# Analysis of ISEAR Data Set

In [1]:
import cufflinks as cf
import pandas as pd
cf.go_offline()
cf.set_config_file(offline=False, world_readable=True)

## Reading in the CSV File

First, we read in the CSV file with they entire data set with columns for the emotion labels and text. We skip the bad lines and drop NaNs. Finally, we filter out all 'no response' items which always appear between square brackets.

In [2]:
column_names = ['Emotion', 'Text']
df = pd.read_csv('data.csv', names=column_names, header=None, on_bad_lines='skip')
df = df.dropna()
pattern = "\[(.*?)\]"
filtered = df['Text'].str.contains(pattern)
df = df[~filtered]


This pattern is interpreted as a regular expression, and has match groups. To actually get the groups, use str.extract.



In [3]:
print("Dimensions are: ", df.shape)
df.head(25)

Dimensions are:  (7430, 2)


Unnamed: 0,Emotion,Text
0,joy,When I understood that I was admitted to the U...
1,fear,I broke a window of a neighbouring house and I...
2,joy,Got a big fish in fishing.
3,fear,"Whenever I am alone in a dark room, walk alone..."
4,shame,I bought a possible answer to a homework probl...
5,disgust,I read about a murderer who brutalized his vic...
6,joy,The day that my boyfriend appeared at home wit...
7,guilt,I went to a pub with a group of friends (not v...
8,anger,Had an insulting letter from my father.
10,fear,I was to be given an audition to get a role.
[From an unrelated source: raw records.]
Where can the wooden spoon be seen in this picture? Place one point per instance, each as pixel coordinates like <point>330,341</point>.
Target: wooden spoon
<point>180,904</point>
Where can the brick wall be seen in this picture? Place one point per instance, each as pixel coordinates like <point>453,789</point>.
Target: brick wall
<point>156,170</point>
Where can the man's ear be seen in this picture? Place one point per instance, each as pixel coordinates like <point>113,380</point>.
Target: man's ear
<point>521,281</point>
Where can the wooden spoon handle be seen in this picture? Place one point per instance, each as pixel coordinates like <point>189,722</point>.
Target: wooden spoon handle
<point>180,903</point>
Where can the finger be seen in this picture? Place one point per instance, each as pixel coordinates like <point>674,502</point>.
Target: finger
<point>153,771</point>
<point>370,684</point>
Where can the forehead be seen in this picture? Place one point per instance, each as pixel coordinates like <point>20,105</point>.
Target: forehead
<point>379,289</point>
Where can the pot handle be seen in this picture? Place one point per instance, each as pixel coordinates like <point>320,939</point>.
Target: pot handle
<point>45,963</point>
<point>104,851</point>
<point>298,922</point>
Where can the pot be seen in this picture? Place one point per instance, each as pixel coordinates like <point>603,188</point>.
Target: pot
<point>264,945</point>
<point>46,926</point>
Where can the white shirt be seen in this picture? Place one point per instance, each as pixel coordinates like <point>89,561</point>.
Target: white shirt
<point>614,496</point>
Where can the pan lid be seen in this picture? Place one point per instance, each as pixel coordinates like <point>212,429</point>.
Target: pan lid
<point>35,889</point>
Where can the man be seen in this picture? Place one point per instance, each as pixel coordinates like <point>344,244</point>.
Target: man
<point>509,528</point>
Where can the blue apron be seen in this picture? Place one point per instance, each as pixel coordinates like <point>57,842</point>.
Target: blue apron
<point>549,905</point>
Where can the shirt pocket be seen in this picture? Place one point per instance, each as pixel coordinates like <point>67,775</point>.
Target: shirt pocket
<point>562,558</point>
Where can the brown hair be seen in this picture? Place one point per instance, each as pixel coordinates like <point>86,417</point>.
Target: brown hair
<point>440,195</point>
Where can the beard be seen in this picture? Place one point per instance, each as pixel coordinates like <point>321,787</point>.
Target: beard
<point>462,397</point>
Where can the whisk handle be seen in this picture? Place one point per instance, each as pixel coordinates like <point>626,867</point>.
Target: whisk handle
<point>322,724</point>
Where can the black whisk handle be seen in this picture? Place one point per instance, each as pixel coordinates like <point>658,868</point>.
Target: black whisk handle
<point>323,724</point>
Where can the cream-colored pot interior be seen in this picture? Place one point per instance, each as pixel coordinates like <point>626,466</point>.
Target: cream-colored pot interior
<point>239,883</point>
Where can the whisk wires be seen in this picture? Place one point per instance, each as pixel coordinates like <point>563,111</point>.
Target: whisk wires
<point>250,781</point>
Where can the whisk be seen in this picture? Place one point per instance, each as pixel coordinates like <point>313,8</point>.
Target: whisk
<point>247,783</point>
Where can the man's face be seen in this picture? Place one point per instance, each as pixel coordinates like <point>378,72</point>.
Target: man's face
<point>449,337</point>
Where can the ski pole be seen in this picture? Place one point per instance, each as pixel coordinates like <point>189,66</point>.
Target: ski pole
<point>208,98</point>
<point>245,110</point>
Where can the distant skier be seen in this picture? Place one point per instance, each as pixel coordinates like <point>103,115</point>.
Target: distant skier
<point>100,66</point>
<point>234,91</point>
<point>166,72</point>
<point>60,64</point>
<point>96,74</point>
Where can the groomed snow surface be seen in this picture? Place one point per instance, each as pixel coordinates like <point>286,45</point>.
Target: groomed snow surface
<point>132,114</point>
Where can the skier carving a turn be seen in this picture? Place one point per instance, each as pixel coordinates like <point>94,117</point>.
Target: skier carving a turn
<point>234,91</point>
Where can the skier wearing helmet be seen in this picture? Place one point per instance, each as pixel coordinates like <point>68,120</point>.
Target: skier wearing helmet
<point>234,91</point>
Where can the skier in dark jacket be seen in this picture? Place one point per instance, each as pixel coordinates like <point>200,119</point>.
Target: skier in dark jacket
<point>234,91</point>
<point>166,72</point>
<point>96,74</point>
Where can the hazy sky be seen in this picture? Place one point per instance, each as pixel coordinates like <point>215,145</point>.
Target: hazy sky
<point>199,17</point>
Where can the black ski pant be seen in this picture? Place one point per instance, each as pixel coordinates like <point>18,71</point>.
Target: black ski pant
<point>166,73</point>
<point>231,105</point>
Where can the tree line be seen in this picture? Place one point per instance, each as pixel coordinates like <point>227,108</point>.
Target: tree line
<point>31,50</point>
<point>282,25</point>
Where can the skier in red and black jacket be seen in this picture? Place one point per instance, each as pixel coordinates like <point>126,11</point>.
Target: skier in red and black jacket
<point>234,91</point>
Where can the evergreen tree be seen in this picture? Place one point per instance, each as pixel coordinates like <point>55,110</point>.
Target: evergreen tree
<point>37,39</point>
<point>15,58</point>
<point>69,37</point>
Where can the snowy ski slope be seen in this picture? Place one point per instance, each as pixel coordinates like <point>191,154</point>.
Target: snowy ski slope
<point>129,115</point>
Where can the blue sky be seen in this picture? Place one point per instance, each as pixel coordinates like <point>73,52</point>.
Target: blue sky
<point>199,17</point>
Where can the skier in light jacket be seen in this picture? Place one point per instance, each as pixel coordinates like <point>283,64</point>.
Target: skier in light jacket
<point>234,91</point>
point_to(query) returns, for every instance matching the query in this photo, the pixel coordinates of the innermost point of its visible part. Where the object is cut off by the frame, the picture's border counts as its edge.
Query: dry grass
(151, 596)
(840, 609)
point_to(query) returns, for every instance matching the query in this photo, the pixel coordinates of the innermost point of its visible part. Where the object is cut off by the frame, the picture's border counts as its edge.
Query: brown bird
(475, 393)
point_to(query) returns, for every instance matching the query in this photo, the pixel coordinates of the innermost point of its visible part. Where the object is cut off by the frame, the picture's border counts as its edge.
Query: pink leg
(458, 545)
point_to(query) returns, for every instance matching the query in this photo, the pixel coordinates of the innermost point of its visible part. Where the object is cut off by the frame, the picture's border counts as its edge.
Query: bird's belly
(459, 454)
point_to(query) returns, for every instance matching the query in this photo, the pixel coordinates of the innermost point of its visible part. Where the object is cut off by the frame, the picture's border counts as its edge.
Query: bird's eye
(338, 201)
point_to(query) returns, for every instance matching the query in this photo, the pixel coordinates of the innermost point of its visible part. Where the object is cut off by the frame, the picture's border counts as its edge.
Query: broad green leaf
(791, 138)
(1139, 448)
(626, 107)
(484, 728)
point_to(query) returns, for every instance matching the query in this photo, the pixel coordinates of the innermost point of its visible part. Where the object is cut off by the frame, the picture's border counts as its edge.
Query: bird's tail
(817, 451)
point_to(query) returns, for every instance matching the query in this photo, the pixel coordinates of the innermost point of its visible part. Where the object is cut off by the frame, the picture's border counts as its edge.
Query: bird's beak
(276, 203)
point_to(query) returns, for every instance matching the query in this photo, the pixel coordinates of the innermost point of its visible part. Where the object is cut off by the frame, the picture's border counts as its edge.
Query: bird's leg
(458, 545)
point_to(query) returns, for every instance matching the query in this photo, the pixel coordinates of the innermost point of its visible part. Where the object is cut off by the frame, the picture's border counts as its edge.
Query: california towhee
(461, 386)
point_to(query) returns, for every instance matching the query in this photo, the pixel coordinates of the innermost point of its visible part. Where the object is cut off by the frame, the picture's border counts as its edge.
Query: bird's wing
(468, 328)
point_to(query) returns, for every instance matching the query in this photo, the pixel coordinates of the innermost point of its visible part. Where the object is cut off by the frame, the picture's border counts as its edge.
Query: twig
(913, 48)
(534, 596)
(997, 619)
I...


## Examining the Distribution of Emotion Labels

We can see from the chart below, that the distribution of emotions over the whole dataset is roughly equal. 

In [4]:
# Emotion distributions
df['Emotion'].value_counts(normalize=True).iplot(kind='bar',
                                                      yTitle='Percentage', 
                                                      linecolor='black', 
                                                      opacity=0.7,
                                                      color='blue',
                                                      theme='pearl',
                                                      bargap=0.2,
                                                      gridcolor='white',
                                                     
                                                      title='Distribution of emotions')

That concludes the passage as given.